Jazz musician Carl Grubbs has performed across Europe, South America and the United States and has received a host of awards over the years.

But he says he can't think of any honor higher than the one he received Wednesday, when he was named one of the top winners of the first Baker Artist Awards program, established to promote Baltimore-area artists on the Internet and encourage more artists to move here.

"I have a Web site, but there's no way in the world that I could think of building a Web connection like theirs," Grubbs, 64, said after the awards were announced. "This really introduces you to the world. People who have never heard of me will have a chance to hear of me now."

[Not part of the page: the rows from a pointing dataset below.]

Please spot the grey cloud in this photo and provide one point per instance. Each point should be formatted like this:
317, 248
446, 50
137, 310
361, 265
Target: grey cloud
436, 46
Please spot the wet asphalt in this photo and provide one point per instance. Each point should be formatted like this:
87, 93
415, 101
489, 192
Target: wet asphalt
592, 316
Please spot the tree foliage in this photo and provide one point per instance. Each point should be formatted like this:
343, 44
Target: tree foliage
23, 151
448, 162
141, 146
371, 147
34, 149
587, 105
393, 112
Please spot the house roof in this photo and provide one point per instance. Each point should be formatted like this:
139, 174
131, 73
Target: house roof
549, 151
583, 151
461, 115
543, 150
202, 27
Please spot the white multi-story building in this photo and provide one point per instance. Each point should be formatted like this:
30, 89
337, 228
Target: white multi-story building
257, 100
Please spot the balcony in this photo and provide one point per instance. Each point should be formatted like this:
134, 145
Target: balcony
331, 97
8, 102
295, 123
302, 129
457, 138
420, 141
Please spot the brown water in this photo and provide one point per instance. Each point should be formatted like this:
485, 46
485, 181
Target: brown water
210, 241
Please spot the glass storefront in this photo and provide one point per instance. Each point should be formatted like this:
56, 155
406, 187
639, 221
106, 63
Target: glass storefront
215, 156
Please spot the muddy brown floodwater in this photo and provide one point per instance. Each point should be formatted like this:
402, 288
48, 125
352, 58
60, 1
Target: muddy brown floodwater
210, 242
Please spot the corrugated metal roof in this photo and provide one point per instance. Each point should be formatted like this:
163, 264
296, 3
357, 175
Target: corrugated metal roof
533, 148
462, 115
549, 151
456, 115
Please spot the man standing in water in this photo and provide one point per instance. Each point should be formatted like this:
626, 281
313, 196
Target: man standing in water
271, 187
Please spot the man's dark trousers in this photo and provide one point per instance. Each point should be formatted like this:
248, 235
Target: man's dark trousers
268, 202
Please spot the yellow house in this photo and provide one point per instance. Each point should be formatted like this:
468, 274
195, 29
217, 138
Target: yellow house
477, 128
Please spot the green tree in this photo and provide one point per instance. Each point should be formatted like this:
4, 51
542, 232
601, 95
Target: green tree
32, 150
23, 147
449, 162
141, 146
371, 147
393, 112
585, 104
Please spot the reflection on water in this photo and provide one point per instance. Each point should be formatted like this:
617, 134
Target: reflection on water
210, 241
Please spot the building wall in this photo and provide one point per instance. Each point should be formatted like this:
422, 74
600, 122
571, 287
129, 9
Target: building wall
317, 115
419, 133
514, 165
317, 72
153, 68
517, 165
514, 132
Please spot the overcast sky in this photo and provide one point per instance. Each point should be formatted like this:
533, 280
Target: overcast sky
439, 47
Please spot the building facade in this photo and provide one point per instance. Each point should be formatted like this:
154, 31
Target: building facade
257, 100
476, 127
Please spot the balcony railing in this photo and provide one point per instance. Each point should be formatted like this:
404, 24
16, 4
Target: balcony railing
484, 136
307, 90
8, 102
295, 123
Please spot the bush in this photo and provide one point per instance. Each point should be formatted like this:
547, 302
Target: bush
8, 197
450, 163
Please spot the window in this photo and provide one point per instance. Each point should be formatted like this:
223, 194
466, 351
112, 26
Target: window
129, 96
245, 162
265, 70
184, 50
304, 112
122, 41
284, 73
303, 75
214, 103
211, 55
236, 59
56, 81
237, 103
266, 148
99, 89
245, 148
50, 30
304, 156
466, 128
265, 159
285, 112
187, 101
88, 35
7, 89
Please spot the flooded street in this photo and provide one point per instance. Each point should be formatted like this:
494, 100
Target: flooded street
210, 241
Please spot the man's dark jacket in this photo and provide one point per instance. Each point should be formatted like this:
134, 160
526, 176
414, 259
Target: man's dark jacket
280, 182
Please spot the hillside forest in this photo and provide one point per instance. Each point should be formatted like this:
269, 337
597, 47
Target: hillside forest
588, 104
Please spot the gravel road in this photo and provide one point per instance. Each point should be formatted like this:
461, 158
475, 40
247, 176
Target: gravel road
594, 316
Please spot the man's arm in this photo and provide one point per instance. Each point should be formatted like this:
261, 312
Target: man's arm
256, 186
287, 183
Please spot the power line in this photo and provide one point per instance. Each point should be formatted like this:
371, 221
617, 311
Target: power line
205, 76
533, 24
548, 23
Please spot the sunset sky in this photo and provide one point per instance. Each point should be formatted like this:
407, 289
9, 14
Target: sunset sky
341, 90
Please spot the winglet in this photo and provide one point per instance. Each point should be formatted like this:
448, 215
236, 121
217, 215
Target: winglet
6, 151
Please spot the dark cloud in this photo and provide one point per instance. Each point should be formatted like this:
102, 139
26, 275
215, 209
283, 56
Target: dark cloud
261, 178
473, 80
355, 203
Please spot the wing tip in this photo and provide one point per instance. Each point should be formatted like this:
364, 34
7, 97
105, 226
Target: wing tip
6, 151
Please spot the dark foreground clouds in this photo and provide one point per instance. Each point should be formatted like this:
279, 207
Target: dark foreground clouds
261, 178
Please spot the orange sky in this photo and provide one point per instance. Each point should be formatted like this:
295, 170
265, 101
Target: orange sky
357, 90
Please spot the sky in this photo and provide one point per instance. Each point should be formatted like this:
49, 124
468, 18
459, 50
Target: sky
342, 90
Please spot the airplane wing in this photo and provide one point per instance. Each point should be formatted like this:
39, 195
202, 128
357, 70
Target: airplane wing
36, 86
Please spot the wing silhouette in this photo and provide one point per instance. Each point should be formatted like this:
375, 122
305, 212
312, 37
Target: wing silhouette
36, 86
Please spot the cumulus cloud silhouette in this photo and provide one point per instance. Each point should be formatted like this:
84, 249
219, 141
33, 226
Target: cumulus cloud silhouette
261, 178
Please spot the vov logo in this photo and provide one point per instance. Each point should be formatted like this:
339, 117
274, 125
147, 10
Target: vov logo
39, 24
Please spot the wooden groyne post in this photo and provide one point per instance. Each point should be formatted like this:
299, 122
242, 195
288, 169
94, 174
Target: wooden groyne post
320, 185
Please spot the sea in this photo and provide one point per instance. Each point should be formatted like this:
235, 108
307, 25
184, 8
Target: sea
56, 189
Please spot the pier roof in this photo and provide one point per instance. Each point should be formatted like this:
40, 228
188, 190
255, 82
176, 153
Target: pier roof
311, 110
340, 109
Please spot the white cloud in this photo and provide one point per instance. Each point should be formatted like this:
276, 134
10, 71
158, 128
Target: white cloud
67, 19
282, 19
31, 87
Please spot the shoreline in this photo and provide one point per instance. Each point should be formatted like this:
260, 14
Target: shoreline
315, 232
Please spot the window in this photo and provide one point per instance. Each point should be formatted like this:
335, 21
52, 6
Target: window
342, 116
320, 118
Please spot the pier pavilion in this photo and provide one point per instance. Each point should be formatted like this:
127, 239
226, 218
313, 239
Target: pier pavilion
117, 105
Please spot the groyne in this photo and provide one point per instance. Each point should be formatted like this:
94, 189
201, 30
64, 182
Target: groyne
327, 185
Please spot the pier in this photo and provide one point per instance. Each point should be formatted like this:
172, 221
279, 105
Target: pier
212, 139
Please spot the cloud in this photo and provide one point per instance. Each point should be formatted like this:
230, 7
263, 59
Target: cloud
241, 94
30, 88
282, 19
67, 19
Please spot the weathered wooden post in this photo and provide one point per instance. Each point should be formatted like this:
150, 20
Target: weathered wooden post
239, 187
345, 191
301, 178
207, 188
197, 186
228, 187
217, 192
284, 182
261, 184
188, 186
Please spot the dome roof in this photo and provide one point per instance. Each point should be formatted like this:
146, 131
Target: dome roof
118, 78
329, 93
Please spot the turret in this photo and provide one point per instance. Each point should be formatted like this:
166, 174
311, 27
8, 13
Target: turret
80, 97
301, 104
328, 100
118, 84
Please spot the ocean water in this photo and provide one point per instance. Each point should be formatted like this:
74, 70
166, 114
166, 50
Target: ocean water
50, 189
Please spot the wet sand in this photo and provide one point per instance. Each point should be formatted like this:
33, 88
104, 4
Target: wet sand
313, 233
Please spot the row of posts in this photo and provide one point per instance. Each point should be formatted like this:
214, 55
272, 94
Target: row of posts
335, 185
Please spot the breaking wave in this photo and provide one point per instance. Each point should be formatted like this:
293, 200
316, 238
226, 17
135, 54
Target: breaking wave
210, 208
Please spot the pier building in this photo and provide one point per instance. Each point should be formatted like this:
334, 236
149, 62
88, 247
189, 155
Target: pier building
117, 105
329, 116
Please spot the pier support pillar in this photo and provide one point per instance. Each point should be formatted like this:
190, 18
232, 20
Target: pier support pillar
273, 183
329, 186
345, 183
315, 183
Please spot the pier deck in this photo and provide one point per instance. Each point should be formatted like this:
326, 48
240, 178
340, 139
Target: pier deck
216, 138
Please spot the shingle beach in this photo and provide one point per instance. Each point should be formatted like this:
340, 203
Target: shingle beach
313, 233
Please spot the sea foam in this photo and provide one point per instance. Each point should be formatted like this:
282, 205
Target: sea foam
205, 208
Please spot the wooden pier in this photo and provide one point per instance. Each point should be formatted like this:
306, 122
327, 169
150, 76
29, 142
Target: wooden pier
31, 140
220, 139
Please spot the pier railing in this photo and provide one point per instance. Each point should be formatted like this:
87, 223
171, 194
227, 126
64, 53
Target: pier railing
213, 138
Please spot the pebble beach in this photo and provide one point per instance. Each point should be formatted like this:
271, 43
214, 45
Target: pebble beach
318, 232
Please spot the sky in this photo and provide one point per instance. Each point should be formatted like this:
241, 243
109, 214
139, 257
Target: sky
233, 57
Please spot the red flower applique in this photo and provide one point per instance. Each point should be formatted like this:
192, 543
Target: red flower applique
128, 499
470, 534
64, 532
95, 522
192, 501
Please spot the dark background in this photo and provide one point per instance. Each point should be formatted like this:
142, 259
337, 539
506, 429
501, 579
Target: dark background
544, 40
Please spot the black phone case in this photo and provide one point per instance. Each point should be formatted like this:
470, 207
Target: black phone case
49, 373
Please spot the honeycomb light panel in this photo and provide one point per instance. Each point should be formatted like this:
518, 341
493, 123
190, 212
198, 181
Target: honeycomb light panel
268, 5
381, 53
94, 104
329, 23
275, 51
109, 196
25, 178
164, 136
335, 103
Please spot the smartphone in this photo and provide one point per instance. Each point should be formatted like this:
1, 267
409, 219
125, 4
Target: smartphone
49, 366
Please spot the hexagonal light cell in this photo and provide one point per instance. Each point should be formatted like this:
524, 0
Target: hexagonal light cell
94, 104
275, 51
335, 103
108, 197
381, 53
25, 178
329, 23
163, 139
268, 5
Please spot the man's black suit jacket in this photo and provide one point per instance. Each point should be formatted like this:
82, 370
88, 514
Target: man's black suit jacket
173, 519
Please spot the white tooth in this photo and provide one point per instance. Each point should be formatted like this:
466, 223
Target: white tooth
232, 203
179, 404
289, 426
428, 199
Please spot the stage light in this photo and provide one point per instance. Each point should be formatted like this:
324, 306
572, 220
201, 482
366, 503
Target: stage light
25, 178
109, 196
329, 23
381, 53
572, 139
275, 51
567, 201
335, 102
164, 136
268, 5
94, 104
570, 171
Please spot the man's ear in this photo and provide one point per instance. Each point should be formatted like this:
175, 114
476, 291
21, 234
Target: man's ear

Grubbs, the jazz band director at St. Paul's School in Brooklandville, is one of three winners of the prestigious Mary Sawyers Baker awards from the William G. Baker Jr. Memorial Fund. The winners were selected through a privately juried process and will each receive $25,000.

The other top winners were Hadieh Shafie, a 39-year-old multimedia artist who was born in Iran and works as director of career services at the Maryland Institute College of Art, and John Ruppert, 57, a sculptor and chairman of the department of art at the University of Maryland, College Park.

Another seven artists were named winners of $1,000 "Baltimore's Choice" awards, which were selected by public voting on the Baker Web site.

The winners were announced during Maryland Public Televison's ArtWorks program, and each received a "Baker B" statuette in addition to the prize money.

The competition was conducted largely online and drew 656 entrants. All of the submissions can be seen at bakerartistawards.org. The Baltimore Museum of Art will mount an exhibit of the winners April 29 to June 28.

The competition was administered by the nonprofit Greater Baltimore Cultural Alliance. Organizers originally planned to give eight awards - three top prizes of $25,000 each and five Baltimore's Choice awards. But the public voting was so close for the Baltimore's Choice awards that the sponsors decided to give two more $1,000 awards, said cultural alliance Executive Director Nancy Haragan.

Haragan said she was impressed by the diversity of the artists in terms of age, nationality, discipline and education.

The winners have a variety of plans for their money.

Grubbs, a saxophonist who has received training from John Coltrane, said he hopes to rerecord and reissue a CD he made in 1983 called Inner Harbor Suite, which features jazz music inspired by the Inner Harbor. Ruppert said he hopes to upgrade his studio, a recycled trolley car barn in the Penn North neighborhood, and is looking forward to exhibiting his work at the BMA. Shafie said she would like to use the money to produce more art and to travel to see relatives in Iran, which she hasn't visited since moving to the United States in 1983.

The Baltimore's Choice winners are Becky Alprin, 31, multimedia artist; Milana Braslavsky, 26, photographer; Adam Hopkins, 27, bassist and composer; Sarah House, 26, ceramicist and resident artist at Baltimore Clayworks; Rob Levit, 43, jazz musician and painter; Jim Lucio, 42, photographer; and Vincent Thomas, 45 dancer, choreographer and professor of dance at Towson University.

The winners said they were grateful for the recognition and believe the Baker program will benefit local artists by giving them exposure on the Internet.

Melissa Warlow, program officer for the Baker fund, said organizers were pleased with the response to their initiative and confident that the awards will show what a rich and diverse arts community Baltimore has.

"We knew that this is a great community for the arts," she said. "Now the world knows."